Bungou Stray Dogs finished airing during the official Spring 2016 season and has promised its second season for the Fall 2016 season. As a sort of preview of what to expect, what it needs to do and an overall recap of everything it got right and didn’t during the first season, I though I’d write up:
When anime and manga get slapped with the label Seinen, you can pretty much expect an action-packed anime with great fight sequences and a large cast of characters. The main ones will have somewhat predictable backstories of pain/anger that lead to their current status in life. The anime doesn’t have to run for long, in fact most of them finish up with one season. They deliver a short, adrenaline filled romp through a universe that usually brings up more questions that it answers.
Bungou Stray Dogs hits some of the typical Seinen characteristics but it also manages to avoid some by quite a distance. In this viewer’s opinions it hits the important ones that draw in the audiences and it avoids the right ones that make Seinen anime and manga tired and predictable.
Bungou Stray Dogs is certainly an adventurous little anime. It narrates a story of a special crime fighting unit whose members each have a special power. And to this group is recruited our seemingly gutless, cowardly and overall wishy-washy protagonist Nakajima Atsushi. It’s an interesting premise and with a bit of special ‘uber-cool’ otaku trivia in association with the character names (the names are based on famous authors and the powers of the characters are usually named on those authors’ most popular works), one can hardly call the storyboard and plotline of Bungou Stray Dogs slow or boring. It glues together a compelling yet simple plot, a good cast of quirky characters and a great bit of animation work to pull off one of Spring 2016’s most overlooked anime.

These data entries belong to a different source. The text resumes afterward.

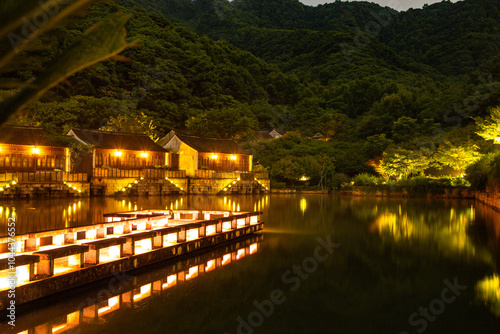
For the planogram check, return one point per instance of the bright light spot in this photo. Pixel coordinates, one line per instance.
(303, 205)
(171, 281)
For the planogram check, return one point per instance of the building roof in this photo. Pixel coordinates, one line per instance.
(116, 140)
(205, 144)
(26, 136)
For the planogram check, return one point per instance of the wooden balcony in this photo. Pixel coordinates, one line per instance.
(149, 174)
(43, 177)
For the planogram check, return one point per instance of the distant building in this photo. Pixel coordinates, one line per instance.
(275, 134)
(319, 136)
(30, 149)
(199, 153)
(127, 151)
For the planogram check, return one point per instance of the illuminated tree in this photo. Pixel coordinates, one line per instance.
(402, 163)
(489, 128)
(457, 157)
(132, 123)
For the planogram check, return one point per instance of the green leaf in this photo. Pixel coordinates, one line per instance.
(102, 41)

But what this anime should get its standing ovation for: Comedy
It’s hard to mix comedy and drama. Anime usually tend to mess things up with genre mixing and often does best with purist commitments to single genres. Truly, I can only remember only one anime that successfully pulled off comedy and action to be able to qualify as part of both those genres on equal basis. (I’m thinking of Kill La Kill)
Bungou Stray Dogs comes quite close to that masterful piece of work. Its comedy is impeccably timed and while some other reviews called the comedy misplaced and blamed it for destroying the climatic moments of the anime, I found the comedy to be a welcome surprise. With recurring gags (Dazai’s suicide fixation) as well as spur-0f-the-moment quips (Dazai’s taunting of his former associate jumps to mind), Bungou Stray Dogs does a great job balancing the action and drama with comedy. Without the comedy, the plot would end up looking half-hearted, with no one able to take this world of inexplicably poetic superpowers seriously. But when the character who’s about to deliver knockout punch quips out a grimacingly painful one-liner, you settle in comfortably.
Yes, character development is severely lacking. Except for two of our main characters, everyone else pretty much stays the same shade they were originally painted. If you’re expecting a mystery filled thriller because this anime has a crime fighting unit, you’ll be disappointed. In that regard, here’s the typical Seinen we’re all used to and quite frankly kinda tired of by now.
When the anime ends, you’ll no doubt end up feeling like you got of the ride halfway. And that’s with good reason: there’s a second season coming this October. Dazai’s backstory, why everyone has power and the details of the Port Mafia will hopefully all be revealed. If the anime doesn’t spin itself into a million knots and fall of the cliff that is. Anything is possible.